Rapunzathepenguin · 19/10/2020 16:40

Elope. One of my friends did this, with her now husband, at Gretna Green. The first any of us knew about it was when we all got postcards with Highland Coos on them and a note to say, "Hi, me and [Jack] got married on Friday! Lots of love, Mr and Mrs [MrsJack]". I can't remember what they did about witnesses, they were either found for them by the registrar or they might even have literally asked a couple of strangers to do the job.

I can't help hoping the trend for smaller, more intimate weddings continues long after the handling of COVID-19 is just a bad memory. I've been to too many weddings in my life where it's been only too apparent that it's the mother of the bride's choice on so many things, having been thwarted on their own wedding day....!

(I do understand that Gretna has a LONG waiting list though.)

Bearnecessity · 19/10/2020 16:45

My mum and dad eloped in the true sense in the 50's to Scotland because my mum's family didn't approve of my dad and mum was under 21.Back then you had to be over 21 to get married without parents permission.They had 4 kids ooodles of grandkids and were married over fifty years until dad died.

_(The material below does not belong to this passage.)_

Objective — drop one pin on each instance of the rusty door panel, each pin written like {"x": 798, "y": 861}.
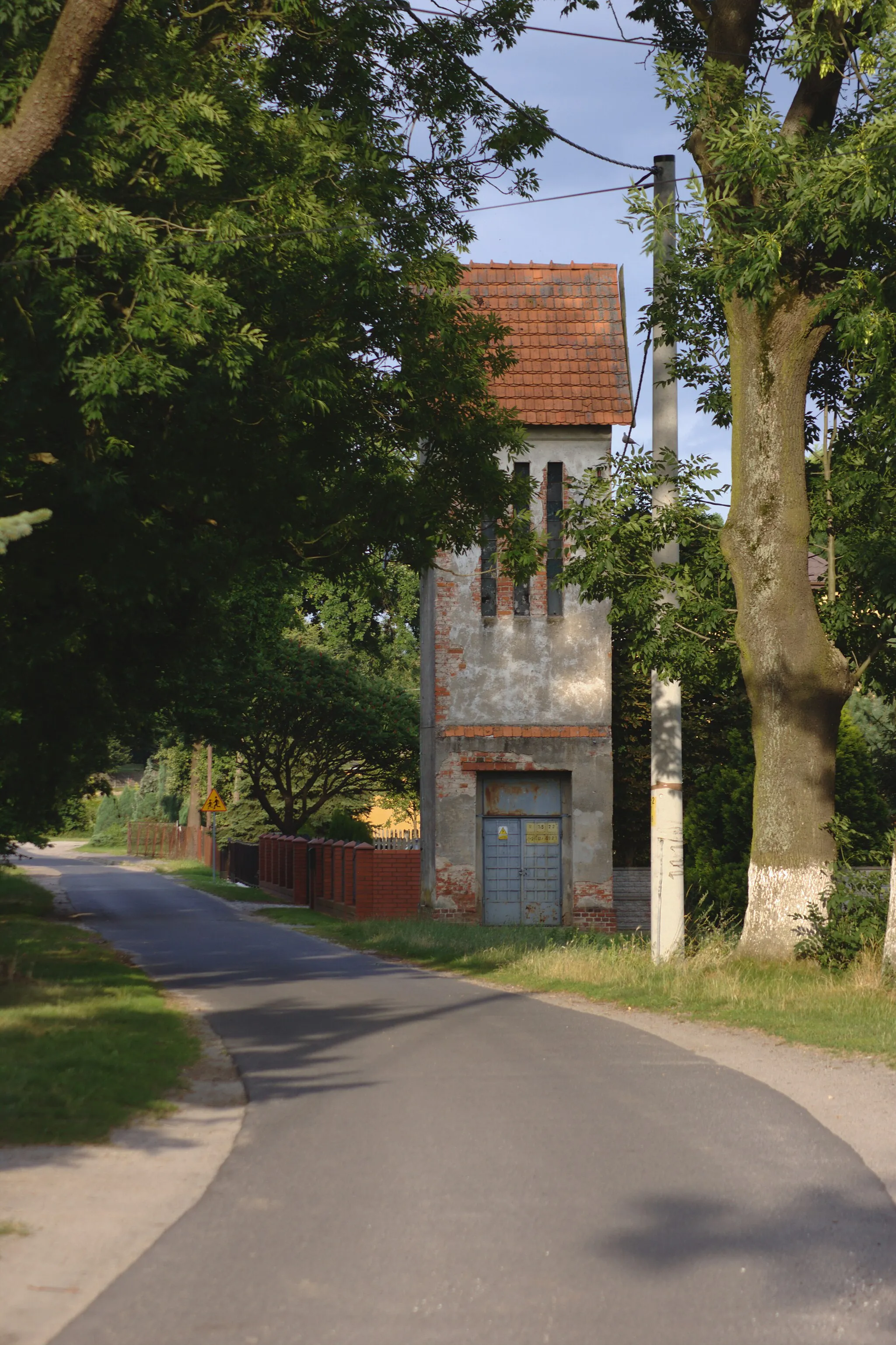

They got married in an office full of filing cabinets in basic clothes with witnesses off the street.They proved mum's parents wrong...

Marmozet · 19/10/2020 16:46

@Conkergame

Op this is is literally the perfect time for you to do this. Covid only allows 15 people, including the couple and vicar/ registrar/ photographer so only 11 or 12 guests. Just say you didn’t want to pick between people who are all very important to you.

We had to have a small wedding due to covid (we wanted and had planned a big one) and everyone was extremely understanding. Our parents would’ve been gutted not to be there and my brother would have been too, but everyone else was fine!

You're so right! This has definitely put me at ease so thank you for your response :)
OP posts:
DevonBird9 · 19/10/2020 16:59

We got married with just our two witnesses (family) and our two babies present. We loved it! We didn't tell anyone else until the day and everyone was happy for us. We will probably do a celebration party/meal with our friends and family once we can though! Do whatever you and your partner want, it's all that matters anyway Smile

RasberryRoyale · 19/10/2020 17:18

Do it! I wish we had done this due to the behaviour of certain family members.

MissConductUS · 19/10/2020 17:28

At the other end of the spectrum, there was a wedding planned for today in New York that was expecting 10,000 guests. Then their plans changed.

www.nytimes.com/2020/10/18/nyregion/nyc-covid-hasidic-wedding.html

campista · 19/10/2020 17:40

We eloped 47 years ago - didn't want a fuss. Do it!!